Con una veintena de académicos dedicados activamente a la generación de conocimiento, el Departamento de Astronomía de la Universidad de Chile se prepara para un 2026 enfocado no solo en el avance científico, sino también en la consolidación de su aporte tecnológico hacia la sociedad. Así lo plantea su director, Patricio Rojo, quien destaca el carácter dinámico y diverso de la disciplina.
“La astronomía clásicamente se asocia con el espacio, pero nuestra herramienta es la luz en todas sus formas. Eso incluye ondas de radio y las señales que usan los celulares”, explica Rojo. Este enfoque ha permitido ampliar las aplicaciones del conocimiento astronómico hacia áreas más allá de la observación del universo.
Uno de los pilares de este desarrollo es el laboratorio del departamento, donde se han impulsado innovaciones con impacto concreto. “Estamos muy orgullosos del laboratorio a cargo del académico Ricardo Finger, que ha trabajado en un montón de ideas nuevas utilizando distintos aspectos de la luz para aplicaciones tecnológicas más terrenales”, afirma.
Entre los avances más relevantes se encuentra el desarrollo de un sistema de comunicación capaz de atravesar cientos de metros de roca sólida, una tecnología con potencial uso en minería y situaciones de emergencia. “La roca sólida no permite el traspaso de la onda de radio clásica, entonces se ha buscado qué longitud de onda utilizar y cómo detectarla con instrumentos portátiles”, detalla.
A ello se suman iniciativas en entornos submarinos y sistemas de alerta temprana, como la detección de algas, evidenciando la versatilidad del conocimiento generado. Incluso, una de las primeras patentes del departamento abordó un sistema de rescate que combina señales visuales y de radio para localizar personas atrapadas. “Podía servir, por ejemplo, en accidentes en nieve o derrumbes, detectando la señal del celular de la persona”, recuerda.

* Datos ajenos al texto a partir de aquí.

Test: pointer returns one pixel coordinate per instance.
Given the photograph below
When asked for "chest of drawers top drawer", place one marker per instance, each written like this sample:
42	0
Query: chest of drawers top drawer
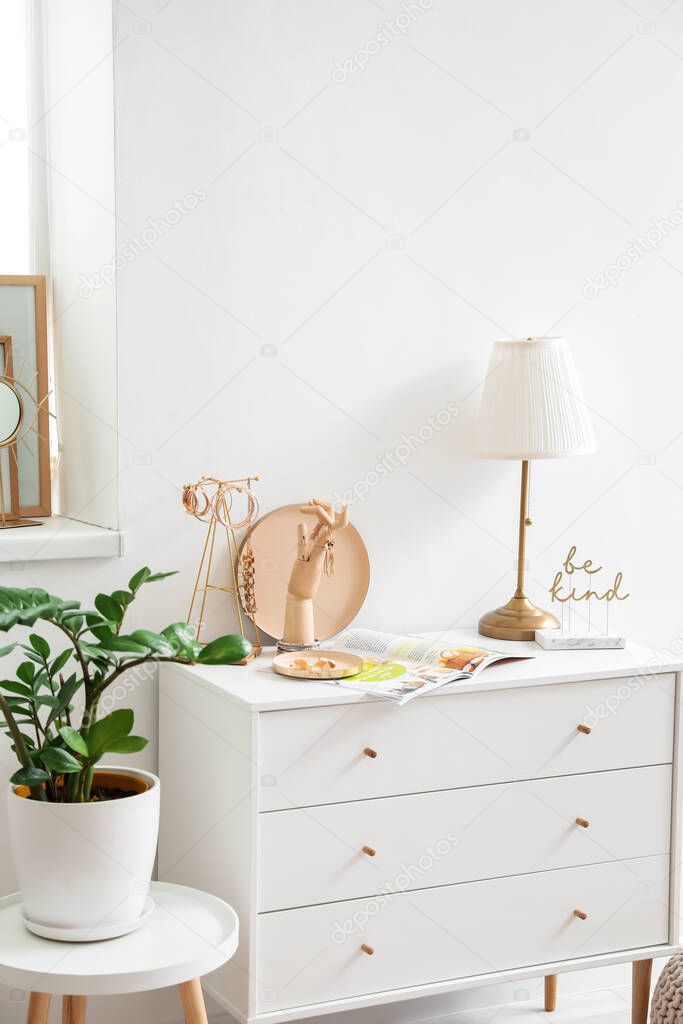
356	752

En paralelo, el departamento ha fortalecido su vínculo con grandes proyectos astronómicos internacionales, como ALMA o el Cherenkov Telescope Array, así como también con el sector privado. Este último podría comenzar a jugar un rol clave en el financiamiento de la investigación. “Hace poco recibimos fondos que vienen directamente de un privado para producir investigación, no fue un fondo concursable, sino una negociación directa”, señala Rojo.
Sin embargo, el camino hacia una articulación fluida entre academia, Estado e industria no ha estado exento de desafíos. “No es parte del entrenamiento del astrónomo tener esa interacción, ha sido un proceso de aprendizaje”, reconoce. En ese sentido, destaca el rol de instancias intermedias y centros especializados que han permitido construir modelos de colaboración más efectivos.
De cara al futuro, Rojo enfatiza la necesidad de equilibrar el impulso a la investigación aplicada con el fortalecimiento de la ciencia básica. “Hay muchos avances que han empezado por ciencia básica y que después han permitido grandes desarrollos aplicados. No hay que dejar débil ese aspecto”, advierte.
Asimismo, plantea que uno de los desafíos estructurales de las universidades públicas es mejorar sus procesos para responder con mayor agilidad a las demandas externas, además de fomentar redes que acerquen la oferta científica a las necesidades del entorno. “Muchas veces el mundo privado no sabe que puede pedir ayuda. Crear esas conexiones es clave”, concluye.
De esta manera, el Departamento de Astronomía proyecta un 2026 donde la exploración del universo continuará siendo fuente de conocimiento, pero también de soluciones concretas para los desafíos del país.